Wilson took to the megaphone and led the crowd in a chant cursing Justice Clarence Thomas, President Joe Biden and Vice President Kamala Harris.

When asked why she included Biden and Harris, Wilson said, “I’m saying their names because they are politicians as well. And politicians are not supporting Black people.”

According to HIT Strategies, Biden’s approval rating among Blacks under age 50 dropped from 77% to 64% from January to March and continues to slip.

Jameya Atkins and Nia Thomas, both 15, said it was important for young people to be involved because they are “the future of this country.”

“The 4th supposedly represents independence for America, but if we look at the direction this country is going, that’s not where we’re headed,” Thomas said.

“Roe v. Wade isn’t just about abortion, it’s also about gay marriage and contraceptives,” Atkins said. “We have to fight for our right to a better future.”

While Roe’s overturning does not ban contraceptives, Justice Thomas wrote on page 119 of the court’s majority opinion that justices should “reconsider all of the Court’s substantive due process precedents.” He then mentioned by name previous rulings that protected marriage equality and the right for married couples to access contraception.

Deondrae Witten said it was important for Black men to support Black women.

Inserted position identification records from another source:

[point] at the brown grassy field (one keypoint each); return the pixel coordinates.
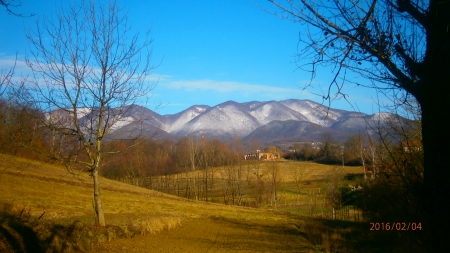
(136, 216)
(43, 208)
(300, 186)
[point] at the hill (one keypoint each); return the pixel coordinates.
(231, 118)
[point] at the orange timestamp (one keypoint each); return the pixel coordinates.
(395, 226)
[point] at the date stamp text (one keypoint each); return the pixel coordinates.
(395, 226)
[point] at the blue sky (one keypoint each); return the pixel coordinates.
(208, 52)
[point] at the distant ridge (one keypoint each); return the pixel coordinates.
(269, 121)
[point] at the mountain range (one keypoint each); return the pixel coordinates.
(271, 122)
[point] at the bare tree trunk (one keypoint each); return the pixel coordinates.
(98, 208)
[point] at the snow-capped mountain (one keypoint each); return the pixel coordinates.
(288, 119)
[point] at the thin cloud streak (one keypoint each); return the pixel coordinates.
(228, 87)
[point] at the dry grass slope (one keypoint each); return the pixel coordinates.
(54, 209)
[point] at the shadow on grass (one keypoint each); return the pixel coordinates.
(17, 234)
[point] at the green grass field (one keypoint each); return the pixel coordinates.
(43, 207)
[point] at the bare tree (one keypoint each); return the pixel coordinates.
(88, 72)
(8, 5)
(397, 46)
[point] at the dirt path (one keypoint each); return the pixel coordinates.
(217, 235)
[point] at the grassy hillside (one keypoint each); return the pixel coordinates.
(43, 208)
(31, 189)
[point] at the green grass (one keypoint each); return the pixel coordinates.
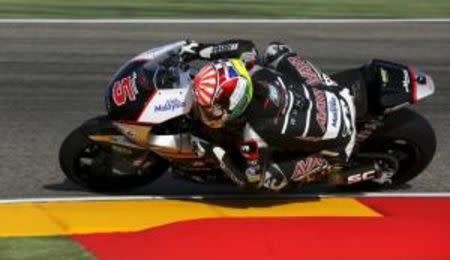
(224, 8)
(41, 249)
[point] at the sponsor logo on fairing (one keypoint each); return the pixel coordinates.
(347, 117)
(321, 107)
(328, 81)
(306, 70)
(333, 109)
(273, 95)
(125, 89)
(225, 47)
(369, 175)
(170, 105)
(406, 81)
(308, 166)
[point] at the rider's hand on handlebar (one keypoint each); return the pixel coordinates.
(189, 51)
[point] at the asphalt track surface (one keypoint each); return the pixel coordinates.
(52, 78)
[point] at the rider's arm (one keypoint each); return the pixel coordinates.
(247, 165)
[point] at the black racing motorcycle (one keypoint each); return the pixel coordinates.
(149, 130)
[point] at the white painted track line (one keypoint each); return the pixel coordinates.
(229, 21)
(229, 197)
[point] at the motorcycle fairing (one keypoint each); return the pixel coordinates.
(166, 104)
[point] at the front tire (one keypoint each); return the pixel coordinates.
(103, 167)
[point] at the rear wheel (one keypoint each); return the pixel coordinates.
(105, 167)
(408, 137)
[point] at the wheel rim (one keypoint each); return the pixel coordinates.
(405, 152)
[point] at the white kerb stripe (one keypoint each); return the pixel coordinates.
(288, 112)
(308, 115)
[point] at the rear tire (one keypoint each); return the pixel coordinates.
(100, 176)
(410, 138)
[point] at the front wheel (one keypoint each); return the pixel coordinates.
(106, 167)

“Black women are getting raped on a daily basis,” said Witten, 22. “The [government] is supposed to keep us safe, but they are not keeping Black women safe.”

According to the National Center on Violence Against Women in the Black Community, one in five Black women are survivors of rape and one in four Black girls will be sexually abused before the age of 18.

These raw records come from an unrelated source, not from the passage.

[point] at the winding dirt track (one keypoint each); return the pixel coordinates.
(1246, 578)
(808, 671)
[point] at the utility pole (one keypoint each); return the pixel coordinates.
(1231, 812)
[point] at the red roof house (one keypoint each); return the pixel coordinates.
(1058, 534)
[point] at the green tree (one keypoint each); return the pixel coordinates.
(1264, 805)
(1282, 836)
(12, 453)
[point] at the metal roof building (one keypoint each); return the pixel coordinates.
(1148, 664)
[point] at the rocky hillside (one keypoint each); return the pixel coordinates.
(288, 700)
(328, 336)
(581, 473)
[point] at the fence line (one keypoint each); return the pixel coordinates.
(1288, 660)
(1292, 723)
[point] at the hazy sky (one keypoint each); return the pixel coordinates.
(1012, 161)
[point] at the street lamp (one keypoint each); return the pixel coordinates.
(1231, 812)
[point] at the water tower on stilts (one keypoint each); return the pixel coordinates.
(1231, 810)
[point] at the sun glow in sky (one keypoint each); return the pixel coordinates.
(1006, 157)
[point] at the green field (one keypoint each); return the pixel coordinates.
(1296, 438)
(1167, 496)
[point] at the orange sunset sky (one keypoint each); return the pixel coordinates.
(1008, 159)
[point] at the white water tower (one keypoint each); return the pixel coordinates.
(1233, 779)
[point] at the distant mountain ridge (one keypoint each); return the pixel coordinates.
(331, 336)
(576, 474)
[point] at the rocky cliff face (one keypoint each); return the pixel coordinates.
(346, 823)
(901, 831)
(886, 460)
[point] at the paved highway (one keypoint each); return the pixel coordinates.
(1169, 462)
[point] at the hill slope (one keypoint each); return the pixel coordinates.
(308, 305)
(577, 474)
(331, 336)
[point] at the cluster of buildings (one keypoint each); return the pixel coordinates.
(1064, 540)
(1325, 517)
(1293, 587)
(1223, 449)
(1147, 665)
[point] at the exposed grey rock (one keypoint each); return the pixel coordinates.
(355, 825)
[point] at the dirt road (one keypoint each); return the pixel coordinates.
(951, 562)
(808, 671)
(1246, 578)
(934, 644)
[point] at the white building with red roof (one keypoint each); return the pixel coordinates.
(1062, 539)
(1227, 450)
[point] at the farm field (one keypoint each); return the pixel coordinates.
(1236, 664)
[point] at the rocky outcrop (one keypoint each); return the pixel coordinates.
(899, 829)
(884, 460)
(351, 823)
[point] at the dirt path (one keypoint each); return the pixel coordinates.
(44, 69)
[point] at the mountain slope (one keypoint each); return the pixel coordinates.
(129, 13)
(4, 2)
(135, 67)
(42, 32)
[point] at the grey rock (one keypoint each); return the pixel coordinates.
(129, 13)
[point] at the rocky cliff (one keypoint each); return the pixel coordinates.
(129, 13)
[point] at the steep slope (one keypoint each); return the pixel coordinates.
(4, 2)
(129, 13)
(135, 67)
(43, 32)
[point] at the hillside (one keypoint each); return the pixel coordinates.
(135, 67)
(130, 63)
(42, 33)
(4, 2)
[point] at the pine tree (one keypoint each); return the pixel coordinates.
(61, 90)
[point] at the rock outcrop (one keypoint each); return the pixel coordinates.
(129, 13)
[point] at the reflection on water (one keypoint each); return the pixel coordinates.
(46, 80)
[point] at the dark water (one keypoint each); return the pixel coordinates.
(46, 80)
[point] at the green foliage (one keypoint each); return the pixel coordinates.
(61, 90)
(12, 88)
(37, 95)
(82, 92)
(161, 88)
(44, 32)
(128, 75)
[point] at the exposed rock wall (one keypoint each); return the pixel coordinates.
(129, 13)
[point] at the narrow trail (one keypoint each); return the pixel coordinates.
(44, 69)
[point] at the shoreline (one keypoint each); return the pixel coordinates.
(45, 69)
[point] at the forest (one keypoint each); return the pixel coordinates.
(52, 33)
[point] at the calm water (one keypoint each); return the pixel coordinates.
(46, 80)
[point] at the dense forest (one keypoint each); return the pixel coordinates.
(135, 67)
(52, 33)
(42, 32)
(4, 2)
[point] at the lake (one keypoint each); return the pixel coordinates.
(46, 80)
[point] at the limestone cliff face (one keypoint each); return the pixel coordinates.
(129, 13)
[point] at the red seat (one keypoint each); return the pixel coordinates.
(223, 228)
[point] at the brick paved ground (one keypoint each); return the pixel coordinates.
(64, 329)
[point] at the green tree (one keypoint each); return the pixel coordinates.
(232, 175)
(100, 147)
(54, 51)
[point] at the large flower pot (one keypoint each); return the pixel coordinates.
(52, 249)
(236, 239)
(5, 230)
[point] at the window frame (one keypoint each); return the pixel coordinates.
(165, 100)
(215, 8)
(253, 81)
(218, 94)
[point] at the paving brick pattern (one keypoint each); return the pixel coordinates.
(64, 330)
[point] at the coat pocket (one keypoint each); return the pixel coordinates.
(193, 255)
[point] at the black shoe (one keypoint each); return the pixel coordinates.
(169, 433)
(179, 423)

Qozmo Ezekiel attended the protest with his partner and their child. As a nonbinary gender, all-encompassing trans person of color, he said the conversation needs to be trans-inclusive.

“I do have a uterus and my rights are being infringed upon,” said Ezekiel, 22. “It means a lot to me to be here as a trans person — and a trans parent.”

In a 2019 study, researchers recommended that abortion care should include and affirm the experiences of transgender, nonbinary, and gender-expansive people after 36% of those surveyed who experienced pregnancy considered trying to end a pregnancy on their own without clinical supervision.

While abortions remain legal in California, Wilson said Blacks across the nation need to fight the overturning of a precedent set 49 years ago.

“Black women and any Black person with a uterus have to make our voices heard,” Wilson said. “They weren’t listening to us when we told them to stop killing us and now they’re patrolling our uteruses. We’ve got to come out and fight.”